Dass es sich bei den Genehmigungen im vorgenannten Sinn nach Nummer 1 und Nummer 2 um verschiedene Verfahren mit entsprechend unterschiedlichen Voraussetzungen handelt, zeigt bereits die Regelung des § 321 FamFG. Während vor einer Unterbringungsmaßnahme nach § 1906 Abs. 1 und 2 BGB eine förmliche Beweisaufnahme durch Einholung eines Gutachtens über die Notwendigkeit der Maßnahme stattzufinden hat, genügt gemäß § 321 Abs. 2 FamFG für eine Maßnahme nach § 1906 Abs. 4 BGB ein ärztliches Zeugnis.
Es handelt sich vorliegend auch nicht etwa deshalb um dieselbe Angelegenheit im Sinne des § 15 Abs. 2 Satz 1 RVG, weil eine Genehmigung nach § 1906 Abs. 4 BGB bereits in der Genehmigung der Unterbringung als solcher enthalten wäre. Da die Unterbringung den Betroffenen im Einzelfall weniger beeinträchtigt als eine freiheitsentziehende Maßnahme i. S. von § 1906 Abs. 4 BGB, ist Letztere stets auch dann gesondert gerichtlich zu genehmigen, wenn der Betroffene nach § 1906 Abs. 1 bis 3 BGB untergebracht ist (Senatsbeschluss, BGHZ 166, 141, 153 = FamRZ 2006, 615, 618; Marschner, in: Marschner/Volckart/Lesting, Freiheitsentziehung und Unterbringung, 5. Aufl., § 1906 BGB Rz. 43, m. w. N.; Palandt/Diederichsen, BGB, 71. Aufl., § 1906 Rz. 34, m. w. N.).
Die materiell-rechtlich verschiedenen Angelegenheiten sind deswegen auch gebührenrechtlich nicht als dieselbe Angelegenheit i.
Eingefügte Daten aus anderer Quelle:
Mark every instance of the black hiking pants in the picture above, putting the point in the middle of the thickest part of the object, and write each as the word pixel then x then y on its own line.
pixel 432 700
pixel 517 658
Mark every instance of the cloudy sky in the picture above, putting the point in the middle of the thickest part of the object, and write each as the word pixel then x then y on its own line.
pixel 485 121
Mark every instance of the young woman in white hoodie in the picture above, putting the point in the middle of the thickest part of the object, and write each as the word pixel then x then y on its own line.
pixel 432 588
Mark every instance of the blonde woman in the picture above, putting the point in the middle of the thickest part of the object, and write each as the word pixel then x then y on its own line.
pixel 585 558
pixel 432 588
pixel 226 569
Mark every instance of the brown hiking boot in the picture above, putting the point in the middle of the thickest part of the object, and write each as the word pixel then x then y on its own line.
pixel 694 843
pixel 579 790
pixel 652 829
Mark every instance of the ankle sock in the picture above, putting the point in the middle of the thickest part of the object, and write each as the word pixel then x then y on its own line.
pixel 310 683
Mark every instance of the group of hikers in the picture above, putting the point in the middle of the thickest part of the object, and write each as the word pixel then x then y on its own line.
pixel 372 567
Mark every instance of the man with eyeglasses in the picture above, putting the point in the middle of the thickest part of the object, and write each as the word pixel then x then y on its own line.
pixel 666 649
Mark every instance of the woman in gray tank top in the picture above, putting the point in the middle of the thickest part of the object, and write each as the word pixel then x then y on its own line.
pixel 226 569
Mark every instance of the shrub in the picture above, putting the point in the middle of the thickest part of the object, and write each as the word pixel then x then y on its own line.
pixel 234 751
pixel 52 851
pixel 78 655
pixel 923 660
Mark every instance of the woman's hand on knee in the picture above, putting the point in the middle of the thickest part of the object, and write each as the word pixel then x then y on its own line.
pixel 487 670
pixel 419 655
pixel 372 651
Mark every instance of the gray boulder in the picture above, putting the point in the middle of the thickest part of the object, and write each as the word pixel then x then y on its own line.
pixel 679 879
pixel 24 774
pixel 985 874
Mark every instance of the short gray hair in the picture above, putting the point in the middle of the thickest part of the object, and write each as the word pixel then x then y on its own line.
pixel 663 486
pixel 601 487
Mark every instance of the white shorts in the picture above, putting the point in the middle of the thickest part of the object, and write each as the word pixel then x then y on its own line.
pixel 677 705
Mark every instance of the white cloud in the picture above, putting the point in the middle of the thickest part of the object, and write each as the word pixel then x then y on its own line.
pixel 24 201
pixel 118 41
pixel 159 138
S. von § 15 Abs. 2 Satz 1 RVG zu behandeln.
Dass das Amtsgericht die beiden Beschlüsse am selben Tag und unter demselben Aktenzeichen erlassen hat, steht der gebührenrechtlichen Behandlung als verschiedene Angelegenheiten nicht entgegen. Denn maßgeblich ist allein, dass es sich bei den der Bestellung zugrunde liegenden Verfahren bzw. Verfahrensgegenständen nicht um dieselbe Angelegenheit handelt (vgl. zur Vergütung des Verfahrensbeistandes Senatsbeschluss v. 1.8.2012 – XII ZB 456/11 -, FamRZ 2012, 1630).